Polynomials with a fixed maximum degree cannot be used to approximate functions uniformly to any desired accuracy? Let $C[a,b]$ denote the set of all continuous, real-valued maps on the interval $[a,b]$. Let $P_n$ denote the set of all real polynomials on $[a,b]$ which have a maximum degree of $n$. Let $P=\cup_{n\geq 1}P_n$.
Then Weierstrass's Approximation theorem says that the closure of $P$ in $C[a,b]$ (with the uniform norm) is the entirety of $C[a,b]$. This would seem to hint that $P_n$ is not dense in $C[a,b]$. And indeed, one can show that $P_n$ is a closed and (obviously) proper subset of $C[a,b]$ which would mean that for any $n\in\mathbb{N}$ and any $\epsilon>0$ there exists an $f$ in $C[a,b]$ such that
$$
  \inf_{p\in P_n}|p-f|_\infty\geq\epsilon\,.
$$
Polynomials of degree $n$ are determined by their values at $n+1$ distinct points. Thus, this result basically says that if we are limited to only being able to interpolate a function with polynomials at a maximum number of points, there will still exist continuous functions that we cannot approximate well.

Can one give a constructive proof of this fact? In other words, given $n\in\mathbb{N}$ and $\epsilon>0$ can we explicitly construct a function $f$ such that
  $$
  \inf_{p\in P_n}|p-f|_\infty\geq\epsilon\,?
$$
  For bonus points, can we construct $f$ to be a polynomial of degree $n+1$?

For the first question, I expect a function with enough oscillation will accomplish this goal. And perhaps something as simple as $\bar{\epsilon}\sin(\bar{n}x)$ for appropriate $\bar{\epsilon}$ that depends on $\epsilon$ and $\bar{n}$ depending on $n$.
 A: First, a comment: your thinking is kind of backwards.  Since $P_n$ is closed in $C[a,b]$, any continuous function $f$ that is not a polynomial of degree $\leq n$ is the example you seek, for appropriate $\epsilon$.  If you want $\epsilon$ to be given ahead of time, that just means you have to scale up $f$ to fit your $\epsilon$.  In other words, you just need to find an explicit lower bound for $\inf_{p\in P_n}\|p-f\|_\infty$ so you know how much you need to scale $f$ by to turn the lower bound into $\epsilon$.
One simple way to find such an explicit bound is using the $L^2$ norm.  Given any $f\in L^2[a,b]$, you can compute the projection $g$ of $f$ onto the orthogonal complement of $P_n$ using Gram-Schmidt (and $g$ will be nonzero unless $f\in P_n$).  We then know that $$\|p-f\|_2\geq\|g\|_2$$ for any $p\in P_n$.  Converting this into the sup norm, we see that $$\|p-f\|_\infty\geq(b-a)^{-1/2}\|g\|_2$$ for all $p\in P_n$.  By scaling $f$ we can change the constant on the right side of this inequality to be anything you want (since $g$ scales in proportion to $f$).
In particular, if you start with $f(x)=x^{n+1}$, this gives an algorithm to explicitly compute a positive lower bound for $\|f-p\|_\infty$ for all $p\in P_n$.
A: A Broad Hint, but not a complete answer
Suggestions: 


*

*Simplify to $a = 0, b = 1$, or $a = -1, b = 1$ to make the notation nicer. 

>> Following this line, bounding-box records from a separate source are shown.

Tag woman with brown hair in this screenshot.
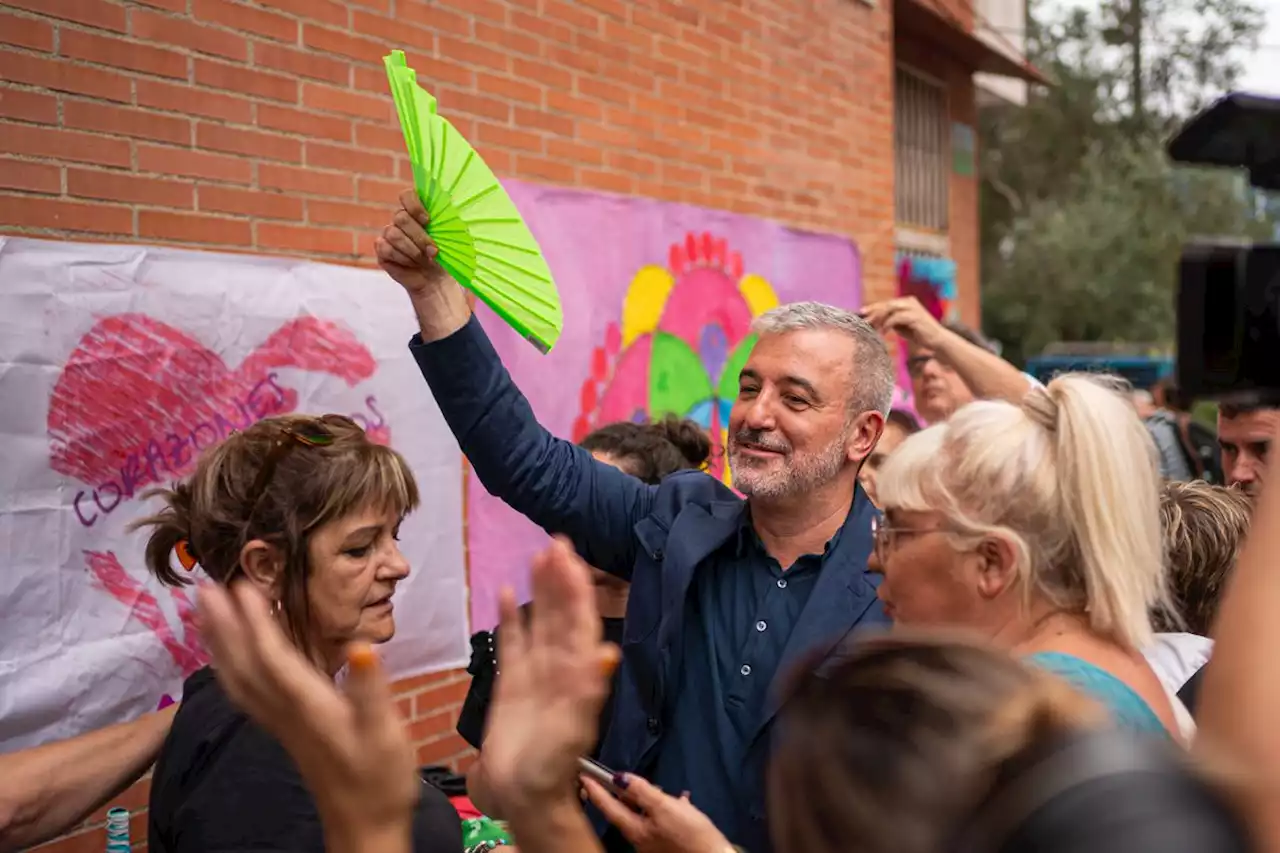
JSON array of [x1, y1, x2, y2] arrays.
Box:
[[136, 415, 462, 853]]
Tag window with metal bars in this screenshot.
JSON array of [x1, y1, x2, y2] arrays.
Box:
[[893, 65, 951, 231]]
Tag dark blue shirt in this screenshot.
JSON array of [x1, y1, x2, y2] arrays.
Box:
[[653, 512, 835, 843]]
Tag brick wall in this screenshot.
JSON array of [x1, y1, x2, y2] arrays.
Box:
[[895, 34, 982, 329], [0, 0, 972, 853], [0, 0, 893, 302]]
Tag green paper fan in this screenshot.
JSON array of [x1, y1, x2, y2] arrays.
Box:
[[383, 50, 564, 353]]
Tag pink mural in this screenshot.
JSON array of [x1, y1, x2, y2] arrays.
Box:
[[467, 181, 861, 630]]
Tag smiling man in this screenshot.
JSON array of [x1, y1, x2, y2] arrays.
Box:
[[376, 191, 893, 853]]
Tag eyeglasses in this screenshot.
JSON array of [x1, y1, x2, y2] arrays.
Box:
[[872, 515, 952, 565], [174, 419, 337, 571]]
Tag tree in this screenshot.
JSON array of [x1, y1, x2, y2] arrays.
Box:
[[979, 0, 1266, 360]]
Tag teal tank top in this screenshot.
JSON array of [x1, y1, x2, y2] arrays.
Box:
[[1027, 652, 1170, 738]]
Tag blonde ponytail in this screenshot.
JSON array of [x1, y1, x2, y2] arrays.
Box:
[[876, 374, 1169, 649], [1032, 374, 1167, 649]]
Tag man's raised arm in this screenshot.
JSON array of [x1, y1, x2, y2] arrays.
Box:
[[375, 190, 655, 578]]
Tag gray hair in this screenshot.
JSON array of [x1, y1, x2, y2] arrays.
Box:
[[751, 302, 896, 418]]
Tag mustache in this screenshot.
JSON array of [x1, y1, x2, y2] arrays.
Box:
[[733, 428, 791, 453]]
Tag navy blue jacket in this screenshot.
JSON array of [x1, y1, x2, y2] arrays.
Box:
[[410, 318, 888, 853]]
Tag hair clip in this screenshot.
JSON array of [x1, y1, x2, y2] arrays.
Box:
[[173, 539, 200, 571]]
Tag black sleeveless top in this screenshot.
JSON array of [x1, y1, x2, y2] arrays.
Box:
[[147, 666, 462, 853]]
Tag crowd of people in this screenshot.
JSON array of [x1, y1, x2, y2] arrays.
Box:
[[0, 191, 1280, 853]]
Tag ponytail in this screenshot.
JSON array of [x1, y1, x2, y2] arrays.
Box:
[[1039, 374, 1167, 649]]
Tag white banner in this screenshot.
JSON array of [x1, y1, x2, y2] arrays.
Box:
[[0, 237, 467, 752]]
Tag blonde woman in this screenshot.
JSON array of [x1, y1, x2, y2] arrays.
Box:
[[869, 375, 1179, 733]]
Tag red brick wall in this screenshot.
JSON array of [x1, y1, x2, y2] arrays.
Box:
[[0, 0, 892, 293], [0, 0, 972, 853]]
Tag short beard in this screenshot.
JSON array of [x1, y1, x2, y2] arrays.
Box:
[[728, 433, 849, 501]]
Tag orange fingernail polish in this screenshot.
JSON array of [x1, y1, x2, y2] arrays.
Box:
[[347, 643, 378, 672], [600, 648, 622, 678]]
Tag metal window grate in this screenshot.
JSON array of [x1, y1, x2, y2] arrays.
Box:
[[893, 67, 951, 231]]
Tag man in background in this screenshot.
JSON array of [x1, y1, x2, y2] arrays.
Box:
[[1217, 405, 1280, 500]]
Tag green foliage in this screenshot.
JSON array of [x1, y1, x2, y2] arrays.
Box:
[[979, 0, 1270, 361]]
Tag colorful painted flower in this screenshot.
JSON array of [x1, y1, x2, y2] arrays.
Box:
[[573, 233, 778, 482]]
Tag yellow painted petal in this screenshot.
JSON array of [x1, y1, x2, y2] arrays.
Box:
[[622, 264, 676, 348], [737, 273, 778, 316]]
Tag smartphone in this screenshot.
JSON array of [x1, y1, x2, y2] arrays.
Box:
[[577, 758, 621, 794]]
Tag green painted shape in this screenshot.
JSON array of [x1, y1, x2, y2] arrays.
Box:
[[717, 334, 755, 401], [649, 332, 712, 418]]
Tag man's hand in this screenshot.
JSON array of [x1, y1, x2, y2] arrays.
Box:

*You might want to look at something like $f(x) = (x-a)^{n+1}$. Degree-$n$ polynomials won't be able to fit this very well. There'll be some minimum value $h$ of $u(p) = \max_{x \in [a,b]} |f(x) - p(x)|$ over all $p \in P_n$. To get $h > \epsilon$, multiply my $f$ by $\frac{\epsilon}{h}$.
Let's do that explicitly for $n = 0$. Pick $a = 0, b = 1$. So 
$$
f(x) = x.
$$
Approximating with with $p_c(x) = c$ in $P_0$ gives a min error of at least $1/2$ for every choice of $c$. So to make the error larger than epsilon, multiply $f$ by $\frac{\epsilon}{\frac12 \epsilon}$ to get
$$
f_\epsilon = 2\epsilon x.
$$
Of course, the minimization is messier as $n$ grows, but I'll bet that if you do the cases $n = 1, 2$, you'll start to get a general answer.